Considers a range of manufacturing processes for ceramics, polymers, metals, and composites. Uses the Granta – Cambridge Engineering Selector software to inform the selection of materials processing and the inter-relationships with design.
• Cardiovascular Physiology and Mechanics (ENGG415): Introduces cardiovascular anatomy and physiology, covers the behavior of biofluids under flow with emphasis on blood flow ("haemodynamics"), and explores blood flow in relation to cardiovascular prostheses and devices.
• Semester Two:
• Compulsory Modules:
• MUSCULOSKELETAL BIOMECHANICS (ENGG410): Provides an understanding of the biomechanics of the musculoskeletal system and covers techniques used to measure and analyze body movements as mechanical systems.
Students engage in a multi-disciplinary group project to develop and justify an innovative engineering solution/product.
• AEROELASTICITY (AERO415): Covers the theories of structural vibration, steady and unsteady aerodynamics, and static and dynamic aeroelasticity.
• Optional Modules:
• ADVANCED MANUFACTURING WITH LASERS (MECH607): Provides an understanding of the principles of advanced manufacturing techniques using lasers and how these are being explored through current/recent research and adopted by industry.
• ENERGY AND THE ENVIRONMENT (MECH433): Discusses energy generation and usage, and how they complement each other.
Topics are introduced in lectures that then lead onto a case study on a specific topic.
• ENTERPRISE STUDIES (MNGT414): Teaches the concepts of Entrepreneurship, Intrapreneurship, Company Infrastructure, and Investment Proposals.
• SMART MATERIALS (MATS515): Introduces students to the facilitating world of ‘Smart Materials’.
• Final Project:
• Compulsory Module:
• MSC(ENG) PROJECT (60 CREDITS) (ENGG660): Provides students with the opportunity to plan, carry out, and control a research project at the forefront of their academic discipline, field of study, or area of professional practice.
Students report findings both orally and in writing.

Assessment:

Students are assessed through a combination of written exams, class tests, and coursework. Coursework-based assignments include essays, reports, oral presentations, mini-project work, key skills exercises, and a dissertation.

Teaching:

Students are taught through a combination of traditional lectures and practical classes, benefitting from research-led teaching and active learning methods. There is a mixture of lectures, seminars, tutorials, laboratory work, demonstrations, problem-solving exercises, group projects, and independent study.

Careers:

Graduates from this MSc (Eng) are prepared for a variety of opportunities in the UK and abroad, including:

• Designing medical devices or assistive technologies
• Focusing on research and development
• Working in engineering management or consultancy
Previous biomedical engineering graduates have gone onto careers working for medical device companies, pharmaceutical companies, the National Health Service, and other healthcare providers.

Other:

The program is accredited by the Institution of Mechanical Engineers, meaning successful completion puts students on track to gain Chartered Engineer (CEng) status in the UK. The program includes a strong practical element and incorporates the latest academic and industry research, preparing students to work effectively at the forefront of engineering.

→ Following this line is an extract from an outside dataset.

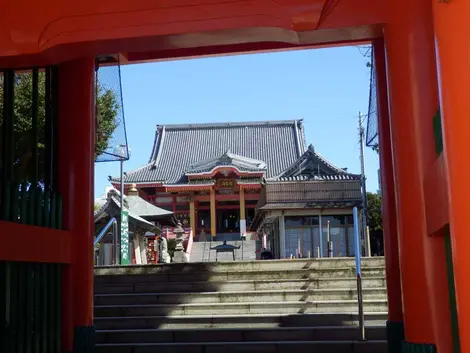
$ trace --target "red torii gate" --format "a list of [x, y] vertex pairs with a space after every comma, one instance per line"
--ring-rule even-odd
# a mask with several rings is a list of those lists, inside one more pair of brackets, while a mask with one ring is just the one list
[[371, 41], [389, 339], [400, 350], [404, 327], [405, 352], [470, 353], [470, 1], [1, 1], [0, 67], [58, 65], [64, 230], [0, 222], [0, 259], [64, 264], [61, 351], [93, 331], [95, 57], [136, 63]]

UK fees (applies to Channel Islands, Isle of Man and Republic of Ireland)

Full-time place, per year: £12,400

International fees

Full-time place, per year: £28,000 Fees stated are for the 2024-25 academic year. Tuition fees cover the cost of your teaching and assessment, operating facilities such as libraries, IT equipment, and access to academic and personal support. You can pay your tuition fees in installments. All or part of your tuition fees can be funded by external sponsorship. International applicants who accept an offer of a place will need to pay a tuition fee deposit.